Hi everyone,
Simple question: how does the legacy UBA rule “Local Event Log Deletion” actually work? What is the detection rule and the log set behind it?
The reason for my question is, I tried to analyze one of those alerts and tried to find the corresponding log entry in the log search. Due to it being a UBA rule, we basically have no insight about the inner working of the detection rule. Naturally, I tried to search for Windows event ID 1102 " The audit log was cleared" under the Endpoint Logs/Sysmon log set - with no success.
Can anyone give me some guidance on this?
Cheers,
Nik
Hi Nik,
I’m a member of the product team here at Rapid7 working on projects related to our IDR detection rules, and might be able to offer some background. Unfortunately you are correct that the logs behind the legacy “Local Event Log Deletion” rule are not currently available within Log Search. We are actively working on an initiative to migrate our legacy UBA rules over to the Detection Rule Library, which will give users visibility into the logic powering their detections, and more capabilities to track down the signal triggering them.
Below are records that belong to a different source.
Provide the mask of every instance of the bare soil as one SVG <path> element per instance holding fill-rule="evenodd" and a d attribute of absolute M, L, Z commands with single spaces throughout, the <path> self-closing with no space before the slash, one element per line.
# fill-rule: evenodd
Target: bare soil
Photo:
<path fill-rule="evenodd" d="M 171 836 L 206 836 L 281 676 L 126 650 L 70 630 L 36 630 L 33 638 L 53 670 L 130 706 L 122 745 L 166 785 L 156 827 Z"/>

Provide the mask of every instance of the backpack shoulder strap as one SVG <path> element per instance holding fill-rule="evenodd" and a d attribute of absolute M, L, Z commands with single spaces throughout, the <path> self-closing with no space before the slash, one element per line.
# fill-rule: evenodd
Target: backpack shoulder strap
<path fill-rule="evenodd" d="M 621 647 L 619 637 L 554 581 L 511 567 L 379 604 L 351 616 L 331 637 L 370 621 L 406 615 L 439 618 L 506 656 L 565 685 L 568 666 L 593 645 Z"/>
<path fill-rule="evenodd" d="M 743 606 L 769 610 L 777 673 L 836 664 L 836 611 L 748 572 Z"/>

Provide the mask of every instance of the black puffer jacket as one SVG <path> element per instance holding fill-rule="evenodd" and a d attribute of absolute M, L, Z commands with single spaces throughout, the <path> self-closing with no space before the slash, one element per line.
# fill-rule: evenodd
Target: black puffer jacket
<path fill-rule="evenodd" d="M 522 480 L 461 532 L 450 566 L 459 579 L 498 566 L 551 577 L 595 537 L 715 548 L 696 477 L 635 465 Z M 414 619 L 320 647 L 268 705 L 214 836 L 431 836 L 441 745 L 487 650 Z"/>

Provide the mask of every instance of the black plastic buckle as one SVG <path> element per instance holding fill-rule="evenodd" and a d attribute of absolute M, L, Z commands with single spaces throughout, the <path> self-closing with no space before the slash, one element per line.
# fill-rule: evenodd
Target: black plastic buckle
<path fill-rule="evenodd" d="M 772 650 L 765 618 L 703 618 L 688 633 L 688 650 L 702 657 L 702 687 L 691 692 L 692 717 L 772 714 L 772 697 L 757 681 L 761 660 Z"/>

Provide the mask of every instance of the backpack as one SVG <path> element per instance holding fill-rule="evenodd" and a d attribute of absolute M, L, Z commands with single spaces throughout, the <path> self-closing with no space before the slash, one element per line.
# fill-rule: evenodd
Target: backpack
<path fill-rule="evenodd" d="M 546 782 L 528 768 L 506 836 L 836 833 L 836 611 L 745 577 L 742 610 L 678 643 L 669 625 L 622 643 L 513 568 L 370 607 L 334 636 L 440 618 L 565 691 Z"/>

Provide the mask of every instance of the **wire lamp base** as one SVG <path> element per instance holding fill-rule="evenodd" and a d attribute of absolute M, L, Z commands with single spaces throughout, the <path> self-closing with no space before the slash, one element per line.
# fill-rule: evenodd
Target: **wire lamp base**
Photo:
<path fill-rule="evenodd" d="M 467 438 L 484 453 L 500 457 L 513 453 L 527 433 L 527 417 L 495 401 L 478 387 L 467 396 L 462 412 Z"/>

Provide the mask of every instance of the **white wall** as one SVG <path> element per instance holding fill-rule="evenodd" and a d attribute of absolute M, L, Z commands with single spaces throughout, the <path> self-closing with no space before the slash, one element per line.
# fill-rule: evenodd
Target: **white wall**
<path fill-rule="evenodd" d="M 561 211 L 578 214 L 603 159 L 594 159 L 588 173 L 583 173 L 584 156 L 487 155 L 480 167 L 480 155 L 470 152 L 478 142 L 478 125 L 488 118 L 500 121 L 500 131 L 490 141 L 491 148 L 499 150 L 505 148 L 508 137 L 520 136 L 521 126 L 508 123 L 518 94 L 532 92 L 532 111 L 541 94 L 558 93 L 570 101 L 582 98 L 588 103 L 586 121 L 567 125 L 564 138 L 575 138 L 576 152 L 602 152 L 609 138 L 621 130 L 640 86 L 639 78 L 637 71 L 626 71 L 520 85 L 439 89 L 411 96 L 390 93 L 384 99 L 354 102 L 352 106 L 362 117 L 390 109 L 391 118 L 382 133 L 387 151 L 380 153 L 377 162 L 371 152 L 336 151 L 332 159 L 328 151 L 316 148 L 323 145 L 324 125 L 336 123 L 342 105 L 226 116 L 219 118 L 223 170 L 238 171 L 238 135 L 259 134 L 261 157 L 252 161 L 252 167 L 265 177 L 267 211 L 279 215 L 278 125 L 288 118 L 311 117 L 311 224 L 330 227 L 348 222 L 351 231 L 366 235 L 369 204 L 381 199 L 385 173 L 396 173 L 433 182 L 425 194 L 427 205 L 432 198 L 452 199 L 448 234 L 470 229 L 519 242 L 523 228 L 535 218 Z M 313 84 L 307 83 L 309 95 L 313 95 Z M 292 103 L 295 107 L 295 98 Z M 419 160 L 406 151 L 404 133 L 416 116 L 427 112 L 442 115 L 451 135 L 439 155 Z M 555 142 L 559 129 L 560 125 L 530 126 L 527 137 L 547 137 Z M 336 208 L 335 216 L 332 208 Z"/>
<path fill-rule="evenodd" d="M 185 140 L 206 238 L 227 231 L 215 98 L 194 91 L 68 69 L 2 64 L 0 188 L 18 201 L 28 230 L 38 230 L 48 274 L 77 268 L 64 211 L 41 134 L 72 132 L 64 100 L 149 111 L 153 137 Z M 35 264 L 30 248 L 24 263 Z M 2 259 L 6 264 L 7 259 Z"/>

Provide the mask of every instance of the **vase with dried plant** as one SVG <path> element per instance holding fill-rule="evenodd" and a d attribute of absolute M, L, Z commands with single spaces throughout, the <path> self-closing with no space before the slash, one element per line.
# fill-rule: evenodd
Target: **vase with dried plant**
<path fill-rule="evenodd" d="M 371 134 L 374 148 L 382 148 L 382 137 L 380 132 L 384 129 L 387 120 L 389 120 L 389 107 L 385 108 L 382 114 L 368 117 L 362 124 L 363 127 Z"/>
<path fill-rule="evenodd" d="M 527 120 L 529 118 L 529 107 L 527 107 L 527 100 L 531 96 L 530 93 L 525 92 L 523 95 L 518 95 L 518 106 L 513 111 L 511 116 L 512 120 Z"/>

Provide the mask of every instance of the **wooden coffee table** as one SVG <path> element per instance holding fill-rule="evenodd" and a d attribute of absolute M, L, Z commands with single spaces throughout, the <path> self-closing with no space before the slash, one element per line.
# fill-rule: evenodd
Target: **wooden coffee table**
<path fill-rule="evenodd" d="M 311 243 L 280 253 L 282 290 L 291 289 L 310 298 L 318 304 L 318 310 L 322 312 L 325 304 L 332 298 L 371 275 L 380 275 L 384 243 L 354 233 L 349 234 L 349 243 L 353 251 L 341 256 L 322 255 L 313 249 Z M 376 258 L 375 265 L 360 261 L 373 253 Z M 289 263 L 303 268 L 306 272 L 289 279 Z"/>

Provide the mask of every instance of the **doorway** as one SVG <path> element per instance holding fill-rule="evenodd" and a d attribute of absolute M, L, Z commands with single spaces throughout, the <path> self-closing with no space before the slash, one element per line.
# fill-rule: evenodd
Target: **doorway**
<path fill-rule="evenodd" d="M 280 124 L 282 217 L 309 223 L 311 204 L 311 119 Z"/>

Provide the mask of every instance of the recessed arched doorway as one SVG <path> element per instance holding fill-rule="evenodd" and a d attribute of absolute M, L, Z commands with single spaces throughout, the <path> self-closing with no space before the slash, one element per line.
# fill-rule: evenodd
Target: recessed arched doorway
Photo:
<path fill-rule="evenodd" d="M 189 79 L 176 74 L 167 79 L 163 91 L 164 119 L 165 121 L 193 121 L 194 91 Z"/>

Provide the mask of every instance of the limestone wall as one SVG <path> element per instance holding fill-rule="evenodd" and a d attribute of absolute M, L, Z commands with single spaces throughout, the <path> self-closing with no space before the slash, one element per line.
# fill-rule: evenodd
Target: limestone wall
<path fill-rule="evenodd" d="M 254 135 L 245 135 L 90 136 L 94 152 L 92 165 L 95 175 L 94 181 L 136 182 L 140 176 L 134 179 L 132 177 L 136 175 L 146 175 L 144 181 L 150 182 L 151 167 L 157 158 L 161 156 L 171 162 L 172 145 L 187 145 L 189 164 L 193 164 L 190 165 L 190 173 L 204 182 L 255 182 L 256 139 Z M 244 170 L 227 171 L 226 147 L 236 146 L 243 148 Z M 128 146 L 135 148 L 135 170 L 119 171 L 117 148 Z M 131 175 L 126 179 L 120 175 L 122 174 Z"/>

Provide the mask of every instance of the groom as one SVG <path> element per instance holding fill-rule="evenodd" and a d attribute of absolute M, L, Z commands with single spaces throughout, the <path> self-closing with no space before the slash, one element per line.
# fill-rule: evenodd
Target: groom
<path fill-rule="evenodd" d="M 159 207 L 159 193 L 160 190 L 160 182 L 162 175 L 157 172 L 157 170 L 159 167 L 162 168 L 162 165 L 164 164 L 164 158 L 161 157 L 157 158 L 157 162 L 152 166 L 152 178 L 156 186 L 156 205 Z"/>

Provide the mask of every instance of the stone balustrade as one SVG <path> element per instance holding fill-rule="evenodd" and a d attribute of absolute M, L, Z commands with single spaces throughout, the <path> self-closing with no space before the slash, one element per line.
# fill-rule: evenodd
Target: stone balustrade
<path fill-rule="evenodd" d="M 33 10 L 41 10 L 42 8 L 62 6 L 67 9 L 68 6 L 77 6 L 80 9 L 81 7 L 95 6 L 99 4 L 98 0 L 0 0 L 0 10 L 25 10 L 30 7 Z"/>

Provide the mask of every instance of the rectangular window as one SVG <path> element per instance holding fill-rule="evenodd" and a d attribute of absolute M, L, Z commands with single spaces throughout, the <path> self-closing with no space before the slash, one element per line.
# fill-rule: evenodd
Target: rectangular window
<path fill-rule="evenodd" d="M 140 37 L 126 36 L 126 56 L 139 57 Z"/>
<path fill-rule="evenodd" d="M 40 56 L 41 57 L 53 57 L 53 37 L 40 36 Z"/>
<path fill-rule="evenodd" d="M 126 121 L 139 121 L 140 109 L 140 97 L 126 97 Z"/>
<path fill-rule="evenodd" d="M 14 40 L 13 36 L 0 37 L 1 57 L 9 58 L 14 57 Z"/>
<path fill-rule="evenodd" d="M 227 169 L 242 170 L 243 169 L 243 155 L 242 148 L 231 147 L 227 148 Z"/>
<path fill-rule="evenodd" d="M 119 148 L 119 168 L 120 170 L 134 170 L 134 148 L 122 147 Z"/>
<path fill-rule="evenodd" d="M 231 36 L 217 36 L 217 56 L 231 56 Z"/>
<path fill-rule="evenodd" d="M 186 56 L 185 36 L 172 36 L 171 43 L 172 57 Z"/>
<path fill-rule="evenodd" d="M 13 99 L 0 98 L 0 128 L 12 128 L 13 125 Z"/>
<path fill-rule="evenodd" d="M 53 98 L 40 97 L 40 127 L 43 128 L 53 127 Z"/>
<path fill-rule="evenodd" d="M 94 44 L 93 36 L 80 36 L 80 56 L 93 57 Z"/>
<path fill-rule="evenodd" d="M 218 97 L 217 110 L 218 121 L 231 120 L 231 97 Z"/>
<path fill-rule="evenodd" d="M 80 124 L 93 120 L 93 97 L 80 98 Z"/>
By using the alert evidence peek panel for our Detection Rule Library based rules, users are able to view both the detection rule logic, and the log events that triggered them.
3 Likes
That´s nice to hear it, Is there any way to track the changes or migration process?
Thanks!
Hi Jordan,
Any movement on allowing us to have visibility of this log in log search? Or even when we might expect this rule (Local Event Log Deletion) to be migrated to the Detection Rule Library.
Kind regards,
Stephen
Hey Stephen,
Thanks for your patience here. We are working through the migration process, and unfortunately Local Event Log Deletion is not part of our next cohort, so don’t have a firm migration expectation on it. In the case of this specific rule, you are correct that it is utilizing event code 1102 combined with some internal attribution to identify it as a local privileged action. As we are currently thinking about how we move the context triggering these alerts into a more visible state the team is looking at how we can make log information available only at time of detection vs. what is necessary to be in Log Search consistently. In this case what are you looking to do with access to this log, is it something that you expect to be able to search independently in Log Search, or does it only become relevant as context when an alert fires?
Hi Jordan, apologies for the delay in response. Just jumped on here to check something else and saw that I had a reply!
I think it’s important for both aspects. Both for having confidence in the detection rule and also for analysts to understand what’s going on without blatantly trusting.
I opened a support ticket around this time and they also confirmed what you said about no roadmap, which wasn’t really reassuring. But hey ho! We can hope one day.